PS: a breve un dodecalogo per le aziende che intendono presentarsi ai foodblogger.

(*) parlo di materie prime eh

01/09/11

qualcosa di vecchio, qualcosa di nuovo

 cakeblumonviso

primo settembre: sono tornata operativa! giuro che d'ora in avanti, quando avrò un nemico, gli augurerò un trasloco. è stata un'esperienza oltre l'immaginabile. avevo già cambiato casa un paio di volte, ma da studentessa: erano appoggi temporanei, case non mie. stavolta è stato diverso. nella prossima vita risolverò più agevolmente con una tanica di benzina ed un cerino. ho riacceso il forno: forno vecchio in cucina nuova. oltre che per arrostire i peperoni (dei quali abbiamo campato per tutta l'estate) l'ho riacceso per un banalissimo cake salato. sapori vecchi, sensazioni nuove. le dosi sono ricavate dalla mia solita ricetta per cake salati rimaneggiata in base agli ingredienti che avevo ed ai sacchetti vecchi di farina da svuotare, per fare spazio a quelli nuovi. non vedo l'ora di rimettere in pista anche la spianatoia, il rasagnolo, la pasta madre, i coppapasta, i tagliabiscotti... prevedo stragi di uova e di farina! quanto al cake, non vi dico niente sul profumo che si è sprigionato dentro casa, vero? né sul fatto che alcuni dadini di formaggio si sono sciolti e filavano sul bordo, no? ma conoscete il blu del monviso, eh? ecco, mi taccio :-)
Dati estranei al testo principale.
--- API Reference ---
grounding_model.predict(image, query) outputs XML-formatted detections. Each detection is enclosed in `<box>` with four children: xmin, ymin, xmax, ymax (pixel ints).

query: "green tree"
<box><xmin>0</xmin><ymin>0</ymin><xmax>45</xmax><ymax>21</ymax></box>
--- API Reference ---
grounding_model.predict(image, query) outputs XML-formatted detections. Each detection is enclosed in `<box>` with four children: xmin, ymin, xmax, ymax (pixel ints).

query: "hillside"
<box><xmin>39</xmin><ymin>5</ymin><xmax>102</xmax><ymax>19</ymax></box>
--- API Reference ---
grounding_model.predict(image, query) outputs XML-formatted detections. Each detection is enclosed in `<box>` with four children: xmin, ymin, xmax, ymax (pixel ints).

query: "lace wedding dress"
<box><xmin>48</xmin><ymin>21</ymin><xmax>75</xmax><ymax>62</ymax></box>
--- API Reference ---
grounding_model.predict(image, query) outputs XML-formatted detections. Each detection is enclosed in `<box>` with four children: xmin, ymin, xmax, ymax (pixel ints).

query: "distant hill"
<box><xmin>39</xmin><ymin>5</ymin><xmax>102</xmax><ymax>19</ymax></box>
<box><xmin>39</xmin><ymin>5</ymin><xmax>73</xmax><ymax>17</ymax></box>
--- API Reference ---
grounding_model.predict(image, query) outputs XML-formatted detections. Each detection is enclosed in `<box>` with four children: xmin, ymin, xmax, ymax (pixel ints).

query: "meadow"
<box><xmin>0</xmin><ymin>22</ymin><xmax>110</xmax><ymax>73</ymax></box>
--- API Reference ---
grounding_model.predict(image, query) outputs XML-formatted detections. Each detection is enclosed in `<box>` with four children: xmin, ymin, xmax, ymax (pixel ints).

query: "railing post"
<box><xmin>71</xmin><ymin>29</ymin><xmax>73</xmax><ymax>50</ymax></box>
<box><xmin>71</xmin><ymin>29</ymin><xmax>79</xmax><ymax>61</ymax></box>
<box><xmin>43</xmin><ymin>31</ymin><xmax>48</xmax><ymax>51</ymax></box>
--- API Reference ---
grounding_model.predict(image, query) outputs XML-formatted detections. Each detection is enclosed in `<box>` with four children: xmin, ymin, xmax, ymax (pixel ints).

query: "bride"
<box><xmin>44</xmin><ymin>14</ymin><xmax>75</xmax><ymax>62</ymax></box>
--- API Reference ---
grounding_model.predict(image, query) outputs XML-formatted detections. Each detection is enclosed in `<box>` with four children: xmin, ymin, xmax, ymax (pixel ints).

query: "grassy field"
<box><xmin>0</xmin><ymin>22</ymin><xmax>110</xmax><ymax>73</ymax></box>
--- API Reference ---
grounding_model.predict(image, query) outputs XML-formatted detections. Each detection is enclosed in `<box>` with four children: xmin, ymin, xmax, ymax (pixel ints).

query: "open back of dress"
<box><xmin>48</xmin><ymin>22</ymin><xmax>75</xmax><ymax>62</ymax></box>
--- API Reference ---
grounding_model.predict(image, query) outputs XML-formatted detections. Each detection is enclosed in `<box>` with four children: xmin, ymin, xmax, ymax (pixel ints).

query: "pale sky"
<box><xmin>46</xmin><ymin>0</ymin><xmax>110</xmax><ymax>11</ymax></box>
CAKE SALATO ALLE NOCI E BLU DEL MONVISO

ingredienti per uno stampo da 8x5x25

200 gr farina bianca
90 gr farina integrale biologica
60 gr fecola di patate
2 uova codice 0
250 gr latte intero
50-60 gr noci pulite
40 gr burro di centrifuga
2 cucchiai olio extravergine d'oliva
30 gr parmigiano da grattugiare
60 gr blu del monviso
1 bustina di cremor tartaro con bicarbonato
1 cucchiaino raso di miele
sale
pepe
noce moscata
1 rametto di rosmarino

stiepidire il latte col rosmarino, rimuovere il rametto e versare il latte sul burro. sciogliere bene, aggiungere l'olio, il miele, le uova e il parmigiano. sbattere con la frusta quindi versare il composto sulle farine già mescolate fra loro. amalgamare bene, aggiungere il formaggio blu tagliato a dadini, le noci grossolanamente frantumate e il lievito setacciato. mescolare con cura quindi versare nella teglia. la mia in teoria è antiaderente, ma la rivesto ugualmente di carta forno inumidita, così non mi devo dannare per staccare la roba. cuocere a 180° per 30 minuti circa. conservare a temperatura ambiente e avvolto in pellicola per al massimo un giorno, poi via in frigo. quello che vedere ha quattro giorni: si riesce a tagliare anche molto sottile pur rimanendo morbido.